2001年2月、成都西郊で水道工事をしていた作業員が偶然、象牙・玉器・青銅器・金器を埋めた祭祀坑を掘り当てました。この偶然の発見が金沙遺跡の全貌を解き放ちます。約三千年前、商周の時代に成都平原で栄えた古蜀王国の祭祀センターです。成都が文字に記されるずっと前から、高度な都市文明がここで天地を祀っていました。
金沙遺跡で何が見つかったか
考古学者はいまだこの約5平方キロの遺跡の一部しか発掘していません。金・玉・銅・石の礼器が千点以上、そして数トンに及ぶ象牙と大量の彩色象牙が出土しました。中原の戦いを想起させる青銅器と異なり、金沙の遺物は内省的で精神的です。面、立人像、杖、そして青銅と黄金で作られた、祭司と思しき立像などです。
太陽神鳥
誰もが見に来る宝物が太陽神鳥の金箔です。直径わずか12.5センチ、重さわずか20グラム、純度は約94パーセント。一枚の金箔から切り抜かれたデザインは、四羽の鳥が炎の太陽を追いかけて旋回する姿です。2005年に中国文化遺産の公式ロゴに選ばれ、いまや中国の月探査にも搭載されています。後ろから陽光を当てると、繊細な透かしが見えます。
この遺跡が語ること
- 金沙の人々は高度な金工、天文観測、独自の太陽鳥信仰を持っていました。
- 成都が後世まで遅れた辺境ではなく、東アジア屈指の祭祀都市だったことを証明します。

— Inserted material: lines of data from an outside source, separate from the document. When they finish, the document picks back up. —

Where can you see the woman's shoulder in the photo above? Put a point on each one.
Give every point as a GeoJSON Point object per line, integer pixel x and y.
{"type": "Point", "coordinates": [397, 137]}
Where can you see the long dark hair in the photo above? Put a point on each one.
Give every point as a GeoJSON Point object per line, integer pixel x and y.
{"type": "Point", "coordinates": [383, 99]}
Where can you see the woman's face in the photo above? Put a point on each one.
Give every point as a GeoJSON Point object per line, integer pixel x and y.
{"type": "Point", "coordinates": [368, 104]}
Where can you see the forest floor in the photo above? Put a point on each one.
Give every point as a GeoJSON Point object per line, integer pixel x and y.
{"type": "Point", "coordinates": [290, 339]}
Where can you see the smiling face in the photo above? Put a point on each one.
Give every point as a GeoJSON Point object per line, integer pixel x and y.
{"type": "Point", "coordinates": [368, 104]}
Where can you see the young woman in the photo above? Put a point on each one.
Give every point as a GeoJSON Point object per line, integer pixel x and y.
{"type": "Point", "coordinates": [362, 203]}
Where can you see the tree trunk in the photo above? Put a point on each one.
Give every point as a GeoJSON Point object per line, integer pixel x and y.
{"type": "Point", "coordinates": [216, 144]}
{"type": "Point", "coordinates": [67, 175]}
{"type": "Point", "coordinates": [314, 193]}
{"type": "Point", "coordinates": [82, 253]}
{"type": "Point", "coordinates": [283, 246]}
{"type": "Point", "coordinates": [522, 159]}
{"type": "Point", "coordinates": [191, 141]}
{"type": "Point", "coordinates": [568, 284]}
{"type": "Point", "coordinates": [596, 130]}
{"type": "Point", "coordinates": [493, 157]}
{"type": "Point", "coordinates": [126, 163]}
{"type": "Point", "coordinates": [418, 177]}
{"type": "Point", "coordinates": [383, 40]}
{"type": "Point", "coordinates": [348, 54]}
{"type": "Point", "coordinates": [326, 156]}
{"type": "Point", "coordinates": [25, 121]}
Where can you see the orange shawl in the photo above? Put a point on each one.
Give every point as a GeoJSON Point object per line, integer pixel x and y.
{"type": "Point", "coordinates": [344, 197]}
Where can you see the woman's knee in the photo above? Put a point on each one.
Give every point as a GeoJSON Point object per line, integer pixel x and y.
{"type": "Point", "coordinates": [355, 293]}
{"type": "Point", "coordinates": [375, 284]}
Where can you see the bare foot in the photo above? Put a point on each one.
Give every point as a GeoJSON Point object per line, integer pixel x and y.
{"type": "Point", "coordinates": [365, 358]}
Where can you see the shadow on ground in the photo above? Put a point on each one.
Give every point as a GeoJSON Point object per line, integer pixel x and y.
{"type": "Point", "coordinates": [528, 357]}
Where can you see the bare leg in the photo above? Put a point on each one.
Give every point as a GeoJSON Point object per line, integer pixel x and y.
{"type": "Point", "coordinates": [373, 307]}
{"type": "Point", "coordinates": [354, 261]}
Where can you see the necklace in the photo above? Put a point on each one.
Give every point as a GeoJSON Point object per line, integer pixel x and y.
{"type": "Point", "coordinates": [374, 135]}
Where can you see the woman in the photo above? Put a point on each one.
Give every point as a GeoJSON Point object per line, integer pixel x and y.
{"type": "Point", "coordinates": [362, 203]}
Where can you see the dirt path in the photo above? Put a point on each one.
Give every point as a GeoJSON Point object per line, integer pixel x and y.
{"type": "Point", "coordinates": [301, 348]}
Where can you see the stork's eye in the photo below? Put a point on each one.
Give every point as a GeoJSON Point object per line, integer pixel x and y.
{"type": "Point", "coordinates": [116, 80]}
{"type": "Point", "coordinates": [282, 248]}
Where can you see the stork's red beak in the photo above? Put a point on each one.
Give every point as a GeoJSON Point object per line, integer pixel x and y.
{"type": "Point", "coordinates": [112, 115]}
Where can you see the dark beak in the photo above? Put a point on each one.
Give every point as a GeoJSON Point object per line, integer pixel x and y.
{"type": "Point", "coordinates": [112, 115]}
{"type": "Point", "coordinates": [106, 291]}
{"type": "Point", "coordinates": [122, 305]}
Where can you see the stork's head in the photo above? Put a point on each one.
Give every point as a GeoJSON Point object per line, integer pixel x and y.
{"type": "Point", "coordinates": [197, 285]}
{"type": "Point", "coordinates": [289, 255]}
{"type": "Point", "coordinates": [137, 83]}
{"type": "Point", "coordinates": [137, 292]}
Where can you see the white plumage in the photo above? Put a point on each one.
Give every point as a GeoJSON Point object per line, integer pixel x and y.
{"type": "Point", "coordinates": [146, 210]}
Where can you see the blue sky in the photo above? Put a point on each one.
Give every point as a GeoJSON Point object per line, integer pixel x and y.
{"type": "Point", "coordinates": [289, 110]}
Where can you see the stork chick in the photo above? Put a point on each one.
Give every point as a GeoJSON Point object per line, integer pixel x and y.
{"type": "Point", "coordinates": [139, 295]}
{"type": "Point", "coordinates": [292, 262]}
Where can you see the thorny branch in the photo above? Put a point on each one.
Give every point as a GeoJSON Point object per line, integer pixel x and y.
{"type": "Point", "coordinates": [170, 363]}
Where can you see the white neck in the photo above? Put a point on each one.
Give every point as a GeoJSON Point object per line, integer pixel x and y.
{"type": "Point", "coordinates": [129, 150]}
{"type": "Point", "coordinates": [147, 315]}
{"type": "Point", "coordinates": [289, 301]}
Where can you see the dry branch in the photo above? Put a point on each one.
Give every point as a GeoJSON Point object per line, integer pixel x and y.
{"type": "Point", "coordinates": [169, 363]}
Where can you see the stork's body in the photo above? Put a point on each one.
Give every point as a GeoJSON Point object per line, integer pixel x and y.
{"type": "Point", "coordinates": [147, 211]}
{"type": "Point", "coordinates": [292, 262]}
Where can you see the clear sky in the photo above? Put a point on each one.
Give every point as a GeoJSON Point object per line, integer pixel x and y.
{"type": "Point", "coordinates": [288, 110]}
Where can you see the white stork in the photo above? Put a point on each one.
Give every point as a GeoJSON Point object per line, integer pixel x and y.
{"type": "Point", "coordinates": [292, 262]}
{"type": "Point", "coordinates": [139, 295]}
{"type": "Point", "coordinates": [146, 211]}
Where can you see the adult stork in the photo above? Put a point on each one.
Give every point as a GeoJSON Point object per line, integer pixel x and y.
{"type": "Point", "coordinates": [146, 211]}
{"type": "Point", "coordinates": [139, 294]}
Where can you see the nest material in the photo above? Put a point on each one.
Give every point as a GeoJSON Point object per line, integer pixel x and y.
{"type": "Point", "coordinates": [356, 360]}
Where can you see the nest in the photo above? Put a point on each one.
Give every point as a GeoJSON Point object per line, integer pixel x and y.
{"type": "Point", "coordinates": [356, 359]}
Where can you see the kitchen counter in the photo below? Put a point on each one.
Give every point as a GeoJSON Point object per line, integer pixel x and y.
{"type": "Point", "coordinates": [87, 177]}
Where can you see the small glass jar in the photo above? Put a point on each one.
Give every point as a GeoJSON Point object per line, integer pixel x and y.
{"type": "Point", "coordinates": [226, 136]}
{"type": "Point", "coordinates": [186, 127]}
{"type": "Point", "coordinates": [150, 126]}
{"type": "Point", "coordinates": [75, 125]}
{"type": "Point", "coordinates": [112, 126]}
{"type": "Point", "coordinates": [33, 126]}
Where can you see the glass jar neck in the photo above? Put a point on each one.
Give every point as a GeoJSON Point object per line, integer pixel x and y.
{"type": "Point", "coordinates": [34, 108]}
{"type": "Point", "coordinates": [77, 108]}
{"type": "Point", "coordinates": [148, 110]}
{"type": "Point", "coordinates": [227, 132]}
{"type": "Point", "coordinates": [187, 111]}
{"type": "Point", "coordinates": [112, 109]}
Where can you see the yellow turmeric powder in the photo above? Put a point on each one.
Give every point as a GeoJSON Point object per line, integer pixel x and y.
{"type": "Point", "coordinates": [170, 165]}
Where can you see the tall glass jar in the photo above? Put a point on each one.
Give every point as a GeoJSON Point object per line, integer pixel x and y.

- 金沙は、さらに謎多き三星堆文明の後継文化と広く考えられています。
実用情報
- 住所:成都市青羊区金沙遺跡路2号
- 交通:地下鉄7号線金沙博物館駅C出口、徒歩すぐ
- 開館時間:9:00〜18:00、17:00 最終入館。原則月曜休館(祝日除く)
- 入場料:約70元、ピークシーズンは事前予約を
- ヒント:2〜3時間見積もってください。実際の発掘坑の真上に立つ遺跡館が感動の核心です。象牙保存ラボでは稀少な修復現場が見学できます。フラッシュ撮影は禁止。
三千年前の祭司が太陽に捧げた未発掘の坑の上に立つと、成都が三千年もの間、城址と城名を変えずに続く都市である理由がわかります。